Utang pemerintah menembus Rp 4.034,8 triliun pada Februari 2018. Direktur Strategi dan Portfolio Utang Direktorat Jenderal Pembiayaan dan Pengelolaan Risiko Kementerian Keuangan Schneider Siahaan mengatakan, utang tersebut bisa saja dilunasi dalam kurun waktu delapan tahun, jika Anggaran Pendapatan dan Belanja Negara (APBN) surplus Rp 500 triliunan setahun.
“Kalau ditanya kapan lunas? Tergantung political, kalau bisa bikin budget kita surplus Rp 500 triliun setahun, (artinya) kalau penerimaan pajak Rp 1.800 triliun kita potong (Rp 500 triliun untuk membayar utang) jadi Rp 1.300 triliun (untuk belanja).
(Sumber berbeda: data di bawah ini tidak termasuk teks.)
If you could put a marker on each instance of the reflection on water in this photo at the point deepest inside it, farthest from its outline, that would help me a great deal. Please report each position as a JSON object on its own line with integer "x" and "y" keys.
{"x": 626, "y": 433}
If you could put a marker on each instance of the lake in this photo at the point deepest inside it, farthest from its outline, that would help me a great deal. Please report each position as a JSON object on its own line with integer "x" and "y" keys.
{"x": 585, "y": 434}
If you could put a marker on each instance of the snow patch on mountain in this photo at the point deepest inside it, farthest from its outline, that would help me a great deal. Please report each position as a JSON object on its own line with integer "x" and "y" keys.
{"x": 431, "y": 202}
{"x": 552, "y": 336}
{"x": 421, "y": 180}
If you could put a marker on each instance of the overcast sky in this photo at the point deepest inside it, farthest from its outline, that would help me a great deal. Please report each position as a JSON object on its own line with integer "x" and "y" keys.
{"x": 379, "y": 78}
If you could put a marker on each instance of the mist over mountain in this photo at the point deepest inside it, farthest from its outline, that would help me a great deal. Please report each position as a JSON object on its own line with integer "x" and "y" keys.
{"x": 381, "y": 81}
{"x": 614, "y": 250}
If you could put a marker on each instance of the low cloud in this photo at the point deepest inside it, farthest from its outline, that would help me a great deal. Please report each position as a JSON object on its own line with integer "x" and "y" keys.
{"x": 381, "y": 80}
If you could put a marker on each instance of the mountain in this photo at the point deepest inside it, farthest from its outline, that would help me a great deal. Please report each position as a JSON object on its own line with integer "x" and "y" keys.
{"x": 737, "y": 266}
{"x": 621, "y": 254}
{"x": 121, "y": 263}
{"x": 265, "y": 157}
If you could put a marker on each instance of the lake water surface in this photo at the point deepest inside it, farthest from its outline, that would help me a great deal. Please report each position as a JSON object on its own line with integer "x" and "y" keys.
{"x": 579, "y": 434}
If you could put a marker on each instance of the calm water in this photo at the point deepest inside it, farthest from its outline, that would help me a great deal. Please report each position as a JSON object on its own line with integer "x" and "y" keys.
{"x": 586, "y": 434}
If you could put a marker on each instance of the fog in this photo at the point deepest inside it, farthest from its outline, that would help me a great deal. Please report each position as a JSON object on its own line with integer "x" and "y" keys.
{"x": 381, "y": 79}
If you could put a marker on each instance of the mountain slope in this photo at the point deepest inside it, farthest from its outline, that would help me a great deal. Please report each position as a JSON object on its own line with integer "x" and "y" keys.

Jadi bagi saja, kan itu bisa delapan tahun. Tergantung dari politik anggaran,” kata Schneider di Bank Indonesia (BI), Kamis (15/3).
Adapun kondisinya saat ini, APBN masih mengalami defisit. Alhasil, ke depan, utang masih akan terus bertambah. Tapi, Schneider meyakinkan utang dalam posisi yang aman, lantaran pendapatan nasional cukup besar. Hal itu tercermin dari Produk Domestik Bruto (PDB) yang sebesar Rp 13.798 triliun. “Makanya perlu dilihat secara relatif. Kalau lihat utang itu, berapa penghasilannya,” kata dia.
Saat ini, rasio utang pemerintah terhadap PDB tercatat rendah yaitu 29,2%, di bawah batas yang diizinkan Undang-Undang Keuangan Negara yaitu 60%, dan di bawah negara-negara setara (peers), seperti Vietnam (63,4%), Thailand (41,8%), Malaysia (52,7%), Brazil (81,2%), Nikaragua (35,1%), dan Irlandia (72,8%).
Di sisi lain, Ekonom Samuel Aset Manajemen Lana Soelistianingsih menjelaskan, jika tidak ingin berutang, maka penerimaan pajak harus naik untuk membiayai pembangunan. “Mau enggak pajak naik? Kalau enggak, apa sarannya? Utang enggak boleh, penerimaan tidak bisa, tapi kalau pemerintah tidak membangun, dimarahi. Serba salah,” kata dia. (Baca juga: Utang Pemerintah Tembus Rp 4.000 T, Ini Risiko yang Perlu Diwaspadai)
Namun, ke depan, ia melihat peluang APBN tak lagi dibiayai utang. Hal itu seiring dengan reformasi perpajakan yang tengah dijalankan pemerintah. “Pemerintah lagi melakukan reformasi perpajakan, karena enggak bisa terus menerus juga berutang. Tapi, kalau melihat kondisi sekarang ini, 2-3 tahun sampai reformasi perpajakan (selesai) masih akan berutang,” ujarnya.